Eventually, I'd like to wire my accessories to run out of the stock fuse block or replace it with a new fuse box with more slots (as I think the sock one only has one extra socket to wire). I just really hate the wires hanging off of the battery.

Easy Rider 2 said:
No need to re-hash the other good advice but THIS is a key piece of information. Things in front of the steering head bearings often do NOT have a good frame connection and are NOT good points for a negative power connection. When you "electrified" the forks, the ground path was the clutch cable......which makes a piss-poor ground connection. :shock:

SO.......when you are connecting anything to the steering head, forks, handle bars, etc. you really NEED a wire back to the main part of the frame for a ground.
Yeah, the clutch cable thing was totally stupid and my fault for being careless. I learned the hard way, but at least it was only about a $30 / one hour of repair lesson. I'll take that over causing serious damage. The proper wiring was there, and I had even wired it properly in the past, I was just rushing to finish the job.

I've now learned not to rush.
 

·
Registered
Joined
·
3,761 Posts
violette said:
Eventually, I'd like to wire my accessories to run out of the stock fuse block or replace it with a new fuse box with more slots (as I think the sock one only has one extra socket to wire). I just really hate the wires hanging off of the battery.
That's the way I have all my stuff wired. I also hate having something look 'non-factory'.
I like a nice clean look that looks like it came from the factory.

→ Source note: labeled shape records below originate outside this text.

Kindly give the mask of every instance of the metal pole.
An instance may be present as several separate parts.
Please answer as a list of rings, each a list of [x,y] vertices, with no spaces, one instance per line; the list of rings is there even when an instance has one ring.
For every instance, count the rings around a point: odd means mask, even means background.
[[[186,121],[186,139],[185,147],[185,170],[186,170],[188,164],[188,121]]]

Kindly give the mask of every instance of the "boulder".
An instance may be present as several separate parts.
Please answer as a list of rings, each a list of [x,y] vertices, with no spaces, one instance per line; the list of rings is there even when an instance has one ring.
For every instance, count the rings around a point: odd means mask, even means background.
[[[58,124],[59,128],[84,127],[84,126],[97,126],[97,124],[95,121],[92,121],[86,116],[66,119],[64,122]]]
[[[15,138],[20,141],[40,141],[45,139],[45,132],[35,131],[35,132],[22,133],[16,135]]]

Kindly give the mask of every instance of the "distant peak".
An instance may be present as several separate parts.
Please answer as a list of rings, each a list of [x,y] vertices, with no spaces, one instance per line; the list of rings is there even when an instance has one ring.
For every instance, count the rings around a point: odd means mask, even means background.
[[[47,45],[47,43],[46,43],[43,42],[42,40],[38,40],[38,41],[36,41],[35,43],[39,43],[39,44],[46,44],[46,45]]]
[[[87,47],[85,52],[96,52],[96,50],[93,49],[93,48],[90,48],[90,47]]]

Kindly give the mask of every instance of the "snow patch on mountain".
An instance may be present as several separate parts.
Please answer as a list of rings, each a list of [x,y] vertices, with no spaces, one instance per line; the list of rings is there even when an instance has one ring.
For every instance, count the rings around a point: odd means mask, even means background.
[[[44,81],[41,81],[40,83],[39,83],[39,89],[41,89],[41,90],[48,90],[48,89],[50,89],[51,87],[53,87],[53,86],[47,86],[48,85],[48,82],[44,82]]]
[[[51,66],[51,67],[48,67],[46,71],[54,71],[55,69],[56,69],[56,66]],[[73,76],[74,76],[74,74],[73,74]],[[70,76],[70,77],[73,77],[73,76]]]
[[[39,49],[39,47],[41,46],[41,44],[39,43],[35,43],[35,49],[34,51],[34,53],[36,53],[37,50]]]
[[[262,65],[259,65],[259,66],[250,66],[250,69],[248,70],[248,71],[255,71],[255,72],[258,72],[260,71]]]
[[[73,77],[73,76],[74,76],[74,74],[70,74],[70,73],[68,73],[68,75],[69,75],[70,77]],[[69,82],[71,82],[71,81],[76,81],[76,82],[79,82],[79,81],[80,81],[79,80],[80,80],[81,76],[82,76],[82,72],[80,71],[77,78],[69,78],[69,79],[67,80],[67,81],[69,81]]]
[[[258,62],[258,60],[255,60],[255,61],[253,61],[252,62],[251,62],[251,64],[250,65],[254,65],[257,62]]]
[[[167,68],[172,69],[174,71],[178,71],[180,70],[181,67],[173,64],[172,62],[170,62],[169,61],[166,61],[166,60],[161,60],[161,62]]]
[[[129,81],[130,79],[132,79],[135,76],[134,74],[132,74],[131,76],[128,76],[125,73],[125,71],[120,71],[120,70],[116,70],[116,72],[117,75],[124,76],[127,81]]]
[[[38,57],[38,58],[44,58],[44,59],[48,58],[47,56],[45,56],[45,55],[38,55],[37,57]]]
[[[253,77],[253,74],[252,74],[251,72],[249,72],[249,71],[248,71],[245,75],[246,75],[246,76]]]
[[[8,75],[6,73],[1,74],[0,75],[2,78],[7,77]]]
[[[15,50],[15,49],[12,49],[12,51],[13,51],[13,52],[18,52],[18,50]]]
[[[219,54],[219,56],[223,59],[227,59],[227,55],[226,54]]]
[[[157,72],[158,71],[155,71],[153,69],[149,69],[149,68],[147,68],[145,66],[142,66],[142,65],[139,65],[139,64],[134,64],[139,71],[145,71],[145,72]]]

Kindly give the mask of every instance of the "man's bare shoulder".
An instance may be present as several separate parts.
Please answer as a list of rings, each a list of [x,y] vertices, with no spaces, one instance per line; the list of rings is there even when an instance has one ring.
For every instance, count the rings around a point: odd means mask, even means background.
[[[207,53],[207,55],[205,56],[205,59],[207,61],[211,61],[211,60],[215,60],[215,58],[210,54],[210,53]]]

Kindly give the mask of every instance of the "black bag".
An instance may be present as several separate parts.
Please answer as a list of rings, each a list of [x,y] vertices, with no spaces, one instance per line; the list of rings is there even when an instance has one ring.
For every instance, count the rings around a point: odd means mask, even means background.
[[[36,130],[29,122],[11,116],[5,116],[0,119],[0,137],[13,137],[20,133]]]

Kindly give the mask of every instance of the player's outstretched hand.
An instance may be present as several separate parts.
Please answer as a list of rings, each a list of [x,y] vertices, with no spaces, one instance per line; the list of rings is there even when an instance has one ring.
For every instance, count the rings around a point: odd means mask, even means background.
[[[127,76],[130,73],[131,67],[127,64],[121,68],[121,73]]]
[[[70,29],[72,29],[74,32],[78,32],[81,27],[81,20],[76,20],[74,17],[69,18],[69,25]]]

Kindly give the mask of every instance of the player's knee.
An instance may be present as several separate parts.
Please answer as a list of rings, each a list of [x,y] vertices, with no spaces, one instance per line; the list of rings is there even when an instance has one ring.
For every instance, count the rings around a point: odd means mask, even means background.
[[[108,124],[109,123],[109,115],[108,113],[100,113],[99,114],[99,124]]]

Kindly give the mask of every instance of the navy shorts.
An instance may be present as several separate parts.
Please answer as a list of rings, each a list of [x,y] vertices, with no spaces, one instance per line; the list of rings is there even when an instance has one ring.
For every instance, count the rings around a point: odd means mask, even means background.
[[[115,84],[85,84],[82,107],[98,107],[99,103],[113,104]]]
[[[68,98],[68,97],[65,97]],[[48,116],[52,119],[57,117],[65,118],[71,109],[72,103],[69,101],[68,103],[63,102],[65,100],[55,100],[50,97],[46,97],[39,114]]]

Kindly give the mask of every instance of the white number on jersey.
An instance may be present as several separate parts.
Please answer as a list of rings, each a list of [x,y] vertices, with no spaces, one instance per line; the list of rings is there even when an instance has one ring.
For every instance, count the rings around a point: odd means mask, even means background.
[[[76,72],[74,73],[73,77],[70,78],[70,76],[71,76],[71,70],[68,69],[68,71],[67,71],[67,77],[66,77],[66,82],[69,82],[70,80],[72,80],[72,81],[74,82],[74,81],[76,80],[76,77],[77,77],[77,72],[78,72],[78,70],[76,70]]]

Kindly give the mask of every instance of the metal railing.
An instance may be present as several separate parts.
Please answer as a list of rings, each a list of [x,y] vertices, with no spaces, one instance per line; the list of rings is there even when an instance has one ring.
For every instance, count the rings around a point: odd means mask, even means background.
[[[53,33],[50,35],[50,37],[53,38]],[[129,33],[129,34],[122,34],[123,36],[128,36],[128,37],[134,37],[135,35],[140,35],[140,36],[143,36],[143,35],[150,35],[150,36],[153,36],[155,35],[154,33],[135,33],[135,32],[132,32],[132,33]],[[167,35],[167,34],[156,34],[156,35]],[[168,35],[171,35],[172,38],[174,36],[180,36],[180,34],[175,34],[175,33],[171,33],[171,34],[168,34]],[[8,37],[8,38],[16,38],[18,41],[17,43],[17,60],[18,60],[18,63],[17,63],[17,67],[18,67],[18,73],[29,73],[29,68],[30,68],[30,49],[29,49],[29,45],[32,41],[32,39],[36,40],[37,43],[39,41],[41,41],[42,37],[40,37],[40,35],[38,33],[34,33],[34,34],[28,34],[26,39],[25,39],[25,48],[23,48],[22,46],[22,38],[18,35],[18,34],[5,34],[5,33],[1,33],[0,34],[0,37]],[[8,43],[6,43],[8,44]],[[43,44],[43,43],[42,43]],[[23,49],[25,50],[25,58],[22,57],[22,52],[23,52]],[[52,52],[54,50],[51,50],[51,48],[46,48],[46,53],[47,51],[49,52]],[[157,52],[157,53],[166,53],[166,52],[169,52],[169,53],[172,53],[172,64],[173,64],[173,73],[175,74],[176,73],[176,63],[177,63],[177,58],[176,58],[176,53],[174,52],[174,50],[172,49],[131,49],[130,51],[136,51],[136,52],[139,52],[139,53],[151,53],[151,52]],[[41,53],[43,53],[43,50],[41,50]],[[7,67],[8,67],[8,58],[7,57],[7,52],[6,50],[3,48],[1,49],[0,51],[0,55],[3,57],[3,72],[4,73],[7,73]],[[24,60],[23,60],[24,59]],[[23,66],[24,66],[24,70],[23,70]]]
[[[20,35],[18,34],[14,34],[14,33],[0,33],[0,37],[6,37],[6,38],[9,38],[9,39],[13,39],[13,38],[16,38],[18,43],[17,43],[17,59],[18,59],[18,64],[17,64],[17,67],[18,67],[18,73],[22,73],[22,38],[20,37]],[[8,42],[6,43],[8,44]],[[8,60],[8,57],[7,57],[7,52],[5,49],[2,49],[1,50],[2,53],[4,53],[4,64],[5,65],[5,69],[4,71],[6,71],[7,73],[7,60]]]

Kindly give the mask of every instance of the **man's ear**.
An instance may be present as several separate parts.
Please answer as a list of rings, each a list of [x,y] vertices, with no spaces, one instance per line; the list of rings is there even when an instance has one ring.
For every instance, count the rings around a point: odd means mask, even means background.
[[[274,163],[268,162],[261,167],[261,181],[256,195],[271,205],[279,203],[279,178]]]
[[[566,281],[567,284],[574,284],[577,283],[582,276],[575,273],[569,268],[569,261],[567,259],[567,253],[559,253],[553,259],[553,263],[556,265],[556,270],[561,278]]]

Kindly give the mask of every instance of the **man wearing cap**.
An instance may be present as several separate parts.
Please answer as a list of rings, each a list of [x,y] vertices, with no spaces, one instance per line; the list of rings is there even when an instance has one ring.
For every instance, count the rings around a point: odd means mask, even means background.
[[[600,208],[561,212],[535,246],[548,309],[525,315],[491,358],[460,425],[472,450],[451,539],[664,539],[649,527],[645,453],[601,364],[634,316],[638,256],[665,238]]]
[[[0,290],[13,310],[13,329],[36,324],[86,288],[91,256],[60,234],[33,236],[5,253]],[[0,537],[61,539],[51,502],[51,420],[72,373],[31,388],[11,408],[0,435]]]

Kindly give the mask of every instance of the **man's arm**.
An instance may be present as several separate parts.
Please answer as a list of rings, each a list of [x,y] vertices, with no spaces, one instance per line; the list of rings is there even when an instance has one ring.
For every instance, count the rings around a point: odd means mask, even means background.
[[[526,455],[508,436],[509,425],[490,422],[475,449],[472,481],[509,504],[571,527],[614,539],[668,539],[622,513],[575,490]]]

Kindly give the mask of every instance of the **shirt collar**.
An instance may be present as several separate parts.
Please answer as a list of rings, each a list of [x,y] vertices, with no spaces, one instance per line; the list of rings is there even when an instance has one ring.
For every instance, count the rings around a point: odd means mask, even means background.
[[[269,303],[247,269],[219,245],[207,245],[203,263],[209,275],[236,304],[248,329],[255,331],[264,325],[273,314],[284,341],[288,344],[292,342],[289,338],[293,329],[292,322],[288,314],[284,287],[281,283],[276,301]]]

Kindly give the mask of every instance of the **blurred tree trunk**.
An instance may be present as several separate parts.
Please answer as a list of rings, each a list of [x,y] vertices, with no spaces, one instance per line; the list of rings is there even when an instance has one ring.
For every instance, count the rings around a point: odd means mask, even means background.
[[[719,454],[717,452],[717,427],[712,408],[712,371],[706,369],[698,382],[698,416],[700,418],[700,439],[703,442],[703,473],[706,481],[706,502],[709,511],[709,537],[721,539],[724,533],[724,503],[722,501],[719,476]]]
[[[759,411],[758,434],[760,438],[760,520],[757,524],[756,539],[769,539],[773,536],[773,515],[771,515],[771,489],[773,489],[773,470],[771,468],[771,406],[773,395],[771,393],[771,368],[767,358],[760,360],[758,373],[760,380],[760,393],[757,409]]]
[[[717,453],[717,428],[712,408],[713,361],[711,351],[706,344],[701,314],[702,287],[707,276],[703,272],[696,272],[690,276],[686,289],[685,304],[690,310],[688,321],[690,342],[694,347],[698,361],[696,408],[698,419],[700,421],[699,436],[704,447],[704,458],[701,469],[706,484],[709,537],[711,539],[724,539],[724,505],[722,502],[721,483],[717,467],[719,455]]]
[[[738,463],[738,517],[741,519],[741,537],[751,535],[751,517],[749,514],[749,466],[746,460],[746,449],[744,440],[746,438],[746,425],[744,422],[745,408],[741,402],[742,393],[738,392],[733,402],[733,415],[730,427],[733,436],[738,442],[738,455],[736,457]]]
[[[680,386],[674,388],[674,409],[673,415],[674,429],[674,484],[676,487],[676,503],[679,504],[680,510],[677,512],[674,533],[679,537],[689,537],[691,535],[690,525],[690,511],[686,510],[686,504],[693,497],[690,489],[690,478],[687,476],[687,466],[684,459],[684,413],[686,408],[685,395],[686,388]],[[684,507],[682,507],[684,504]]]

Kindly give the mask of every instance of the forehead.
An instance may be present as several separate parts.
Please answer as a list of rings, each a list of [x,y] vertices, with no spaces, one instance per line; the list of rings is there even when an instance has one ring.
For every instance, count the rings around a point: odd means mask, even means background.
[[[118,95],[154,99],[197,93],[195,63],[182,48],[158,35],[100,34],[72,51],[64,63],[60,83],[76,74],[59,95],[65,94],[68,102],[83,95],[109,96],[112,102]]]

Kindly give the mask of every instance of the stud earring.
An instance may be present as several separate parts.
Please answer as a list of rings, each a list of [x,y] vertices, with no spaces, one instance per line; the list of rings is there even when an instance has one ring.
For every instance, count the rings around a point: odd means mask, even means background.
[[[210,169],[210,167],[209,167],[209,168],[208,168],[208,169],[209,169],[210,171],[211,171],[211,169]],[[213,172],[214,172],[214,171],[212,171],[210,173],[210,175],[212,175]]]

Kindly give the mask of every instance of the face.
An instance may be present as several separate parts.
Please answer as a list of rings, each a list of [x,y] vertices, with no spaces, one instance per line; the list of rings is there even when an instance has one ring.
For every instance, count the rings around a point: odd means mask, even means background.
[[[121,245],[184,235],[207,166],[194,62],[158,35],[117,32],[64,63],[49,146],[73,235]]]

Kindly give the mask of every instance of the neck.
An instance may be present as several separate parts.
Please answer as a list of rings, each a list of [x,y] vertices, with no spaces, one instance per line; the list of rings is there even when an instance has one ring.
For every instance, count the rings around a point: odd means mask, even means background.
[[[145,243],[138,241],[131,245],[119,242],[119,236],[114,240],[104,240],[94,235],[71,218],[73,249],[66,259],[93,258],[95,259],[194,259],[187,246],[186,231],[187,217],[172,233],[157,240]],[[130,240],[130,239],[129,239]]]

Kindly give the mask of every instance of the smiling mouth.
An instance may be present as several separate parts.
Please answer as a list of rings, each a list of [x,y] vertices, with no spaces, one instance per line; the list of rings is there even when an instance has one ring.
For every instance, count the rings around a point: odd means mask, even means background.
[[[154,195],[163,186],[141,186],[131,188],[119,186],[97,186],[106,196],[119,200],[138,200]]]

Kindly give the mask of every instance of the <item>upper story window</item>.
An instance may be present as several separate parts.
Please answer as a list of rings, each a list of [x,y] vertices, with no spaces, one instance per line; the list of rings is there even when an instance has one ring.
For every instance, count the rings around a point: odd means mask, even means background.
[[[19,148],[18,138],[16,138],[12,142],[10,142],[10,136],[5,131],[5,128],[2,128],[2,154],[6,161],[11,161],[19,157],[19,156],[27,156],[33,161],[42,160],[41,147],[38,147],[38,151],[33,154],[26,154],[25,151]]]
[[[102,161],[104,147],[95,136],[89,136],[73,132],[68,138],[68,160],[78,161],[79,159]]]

The VLX had two empty fuse slots in the fuse box.
I took the fuse box apart and for the one for my LED's,
I just tapped off the existing incoming bus for power and used
a couple of small side female spade terminals.

For my aux lights, I ran a separate power wire off the battery side
of the starter solenoid and put a quick connect on it.
I put the other quick connect on the pig tail for the fuse box and ran it
inside the sheath with the other fuse box wires and powered
another set of female side spade terminals for the fuse going to the lights.
 

·
Registered
Joined
·
1,300 Posts
Easy Rider 2 said:
violette said:
consequently melting my clutch cable.
No need to re-hash the other good advice but THIS is a key piece of information. Things in front of the steering head bearings often do NOT have a good frame connection and are NOT good points for a negative power connection. When you "electrified" the forks, the ground path was the clutch cable......which makes a piss-poor ground connection. :shock:

SO.......when you are connecting anything to the steering head, forks, handle bars, etc. you really NEED a wire back to the main part of the frame for a ground.
Good piece of info :D

If there is a heavy current draw from a device in front of the steering head without a proper groundwire, return current could flow through the steering head bearing ( balls and races). This can cause arcing and pitting of the races/balls, effectively ruining your steering head bearing.